Apologies for the long post, but I wanted to cover some of the difficulties and issues about classification/tagging, use of the full Search window and the Advanced button and use of the Option key when entering multiple predicates.

Bottom line: You can’t currently create a smart group that excludes a tag. But you can replicate the list of items in that smart group to a new group and in that group you can search for the items that contain one or more tags and move out those items from that group.

Note that when I use hierarchical tags (which can be tricky), I never tag items directly to the top level (but they will automatically be included there).

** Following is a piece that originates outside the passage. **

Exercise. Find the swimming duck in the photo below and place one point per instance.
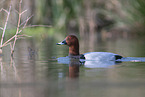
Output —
(73, 43)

Caveat: I almost never tag new content as it is entered, as I think that’s entirely too much work. But when I’m working on a project, I may use tags to help me deal with the notes and documents used for that project – and often delete the tags when the project is completed.

Hi Bill,

thanks for your detailed explication.

However, I must say that for a non-english-native-speaker your examples about literature are quite puzzling :frowning:

Sorry about that. Yes, all those publications are in English. I picked those genres of writing just as an example of how one might try to come up with a tagging scheme, however incomplete and unsatisfactory – and then use those tags in DEVONthink.

I read a lot of science fiction and speculation about the future and I’ve met Aldous Huxley and Kurt Vonnegut. Vonnegut was a lot more fun than Huxley. :slight_smile:

Sure, it’s your choice and its a topic that you seem to know very well.

I just wanted to say that for an explaining example it was not very well suited IMHO, as I was quite confused after reading. :frowning:

Well, I’m still struggling with my database and finally decided to rebuild, remove all indexed files and start fresh again. :frowning:

Hope it will go better this time, but I think I’ve learnt a lot about DT Pro in the last days.
That’s good but it also hurts very much, as time is very short at the moment and fiddling with “the data” keeps me away from the real work.